Home Electromagnetic Reflection of the vortex beam of the relativistic flying mirror

# Reflection of the vortex beam of the relativistic flying mirror

The reflection process was studied using the three-dimensional (3D) particle-in-the-cell (PIC) code EPOCH35. The famous Laguerre-Gaussian (LG01) mode is used as a typical vortex beam, and it can be expressed as36.37

$$uleft(L{G}_{01}right)=sqrt{frac{2}{pi }}frac{rsqrt{2}}{{w}^{2} left(xright)}mathrm{exp}left[-frac{{r}^{2}}{{w}^{2}left(xright)}right]mathrm{exp}left(ivarphiright)mathrm{exp}left[frac{i{k}_{0}{r}^{2}x}{2left({x}^{2}+{x}_{r}^{2}right)}right]mathit{exp}left[-2i{mathrm{tan}}^{-1}left(frac{x}{{x}_{r}}right)right]{mathrm{sin}}^{2}left(frac{pi t}{2tau}right)$$

when it spreads in X direction. Here, (r=sqrt{{y}^{2}+{z}^{2}}); (varphi =mathrm{arctan}(z/y)); ({k}_{0}=2pi /{lambda}_{0}) is the wave number; and the wavelength of the incident beam is ({lambda }_{0}=0.8 mathrm{mu m}). In addition, (wleft(xright)={w}_{0}sqrt{{(x}^{2}+{x}_{r}^{2})/{x}_{r} ^{2}}),(mathrm{where } {w}_{0}=6.25{lambda }_{0}) is the beam waist radius and ({x}_{r}) is the Rayleigh length. The longitudinal profile was composed of ({mathrm{sin}}^{2}(pi t/2tau )) and (tau = 26.7mathrm{ fs}). The dimensionless amplitude ({a}_{0}=e{E}_{0}/{m}_{e}c{omega }_{0}=1)where (e), ({me}), ({omega }_{0}), ({E}_{0})and (vs) are respectively the charge of the electron, the mass of the electron, the laser frequency, the maximum amplitude of the laser field and the speed of light in vacuum. In our PIC simulation, a linearly polarized LG01 incident beam obliquely on the flying mirror with ({theta }_{in}=pi /6) (compared to the X axis), as shown in Fig. 1. Initially, the LG laser was injected from (x=-5{lambda}_{0})and the flying mirror was standing and occupying the domain in (13.75{lambda}_{0})X (15{lambda}_{0}), (-18.75{lambda}_{0})there (18.75{lambda}_{0}), (-10{lambda}_{0})z (10{lambda}_{0}). The electron density of the mirror was 20 ({NC}) to ensure that the laser pulse has been completely reflected17.38here,({NC}) is the critical density. The flying mirror was moving in the –Xsteering at a speed of(v=0.5mathrm{c}). Here we note that the speed of the flying mirror was set to 0.5c instead of a more relativistic speed to save computational resources, i.e. to achieve fast separation of the laser from the target and avoid the influence of digital heating. The simulation box was a (25{lambda}_{0})× (50{lambda}_{0}) × (25{lambda}_{0}) cuboid corresponding to a window of 400 × 800 × 400 cells in the X× there × zdirection, and each cell had 10 macroparticles.

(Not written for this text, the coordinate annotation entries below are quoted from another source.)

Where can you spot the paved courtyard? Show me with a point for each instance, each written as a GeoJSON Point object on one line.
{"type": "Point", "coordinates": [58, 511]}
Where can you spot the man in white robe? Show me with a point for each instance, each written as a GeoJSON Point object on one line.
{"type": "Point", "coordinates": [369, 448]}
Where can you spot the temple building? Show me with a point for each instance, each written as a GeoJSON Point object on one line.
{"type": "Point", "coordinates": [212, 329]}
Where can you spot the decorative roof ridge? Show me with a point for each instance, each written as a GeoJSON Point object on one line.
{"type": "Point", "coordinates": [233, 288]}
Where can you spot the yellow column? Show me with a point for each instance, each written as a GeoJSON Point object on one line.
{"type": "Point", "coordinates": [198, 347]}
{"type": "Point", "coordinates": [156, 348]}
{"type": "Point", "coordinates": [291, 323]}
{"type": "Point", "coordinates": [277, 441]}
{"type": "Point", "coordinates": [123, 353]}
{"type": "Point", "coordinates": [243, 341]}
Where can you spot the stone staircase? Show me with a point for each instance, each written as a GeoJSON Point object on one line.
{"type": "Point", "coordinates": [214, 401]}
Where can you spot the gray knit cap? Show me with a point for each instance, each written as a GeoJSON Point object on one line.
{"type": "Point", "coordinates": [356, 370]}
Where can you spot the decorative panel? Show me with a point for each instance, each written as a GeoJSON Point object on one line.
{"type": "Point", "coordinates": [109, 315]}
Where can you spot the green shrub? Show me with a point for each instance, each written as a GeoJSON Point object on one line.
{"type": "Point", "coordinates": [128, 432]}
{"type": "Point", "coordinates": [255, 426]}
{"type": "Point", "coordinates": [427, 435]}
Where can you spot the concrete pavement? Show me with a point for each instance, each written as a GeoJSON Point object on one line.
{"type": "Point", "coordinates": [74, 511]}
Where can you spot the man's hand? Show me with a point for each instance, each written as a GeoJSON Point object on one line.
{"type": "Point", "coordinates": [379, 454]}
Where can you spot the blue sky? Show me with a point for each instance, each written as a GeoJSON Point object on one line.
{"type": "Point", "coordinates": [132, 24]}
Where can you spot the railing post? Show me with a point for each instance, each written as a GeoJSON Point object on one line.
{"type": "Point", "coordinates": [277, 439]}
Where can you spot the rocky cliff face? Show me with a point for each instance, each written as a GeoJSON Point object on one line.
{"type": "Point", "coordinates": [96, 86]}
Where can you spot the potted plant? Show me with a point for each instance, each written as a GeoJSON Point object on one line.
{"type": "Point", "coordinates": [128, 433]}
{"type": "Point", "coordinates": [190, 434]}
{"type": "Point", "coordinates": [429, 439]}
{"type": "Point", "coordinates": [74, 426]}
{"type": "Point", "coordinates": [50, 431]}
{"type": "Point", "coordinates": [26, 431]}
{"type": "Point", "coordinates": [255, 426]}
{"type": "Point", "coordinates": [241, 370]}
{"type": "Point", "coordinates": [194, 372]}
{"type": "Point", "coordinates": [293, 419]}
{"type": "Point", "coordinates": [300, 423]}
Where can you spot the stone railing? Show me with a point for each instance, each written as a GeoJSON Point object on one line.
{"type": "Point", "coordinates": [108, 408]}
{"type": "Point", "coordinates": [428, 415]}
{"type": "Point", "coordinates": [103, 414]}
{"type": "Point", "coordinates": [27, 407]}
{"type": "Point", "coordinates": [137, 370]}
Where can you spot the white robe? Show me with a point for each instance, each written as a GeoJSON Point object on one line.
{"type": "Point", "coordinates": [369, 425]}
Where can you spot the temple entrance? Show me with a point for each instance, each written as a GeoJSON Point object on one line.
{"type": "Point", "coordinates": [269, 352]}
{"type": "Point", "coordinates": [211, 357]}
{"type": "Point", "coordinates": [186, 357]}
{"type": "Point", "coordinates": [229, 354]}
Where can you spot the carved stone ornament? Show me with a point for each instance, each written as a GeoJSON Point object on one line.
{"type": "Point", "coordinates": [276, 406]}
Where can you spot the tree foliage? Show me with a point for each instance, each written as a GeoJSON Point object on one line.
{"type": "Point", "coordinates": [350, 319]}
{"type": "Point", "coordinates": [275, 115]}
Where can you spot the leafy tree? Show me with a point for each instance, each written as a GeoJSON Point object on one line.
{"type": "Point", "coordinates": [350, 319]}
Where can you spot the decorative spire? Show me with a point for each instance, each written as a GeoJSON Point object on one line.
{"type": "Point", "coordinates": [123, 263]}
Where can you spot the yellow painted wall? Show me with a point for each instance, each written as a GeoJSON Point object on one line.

The simulation configurations of the incident and reflected electric fields are shown respectively in Figures 2a,b. Compared to the field before reflection, the distribution of the reflected field changed significantly, including the profile and the direction of propagation. In Fig. 2b, the arrow indicates the direction of the LM of the reflected beam, defined according to the direction of the LM, which must be perpendicular to that of the electromagnetic field. The wavelength of the reflected beam was lower than that of the incident beam and the angle of reflection was lower than the angle of incidence due to the relativistic effect. As shown in Figure 2c, the laser was tightly focused and the longitudinal component of the electromagnetic field could not be ignored; So the k -the profile of the spatial spectrum of the reflected field has undergone a spectral broadening. According to the coordinates of the center of gravity of the laser, the wavelength and the emission angle of the reflected beam were ({lambda }_{1}=0.283 mathrm{mu m}) and ({theta}_{re}=0.174) rad, respectively.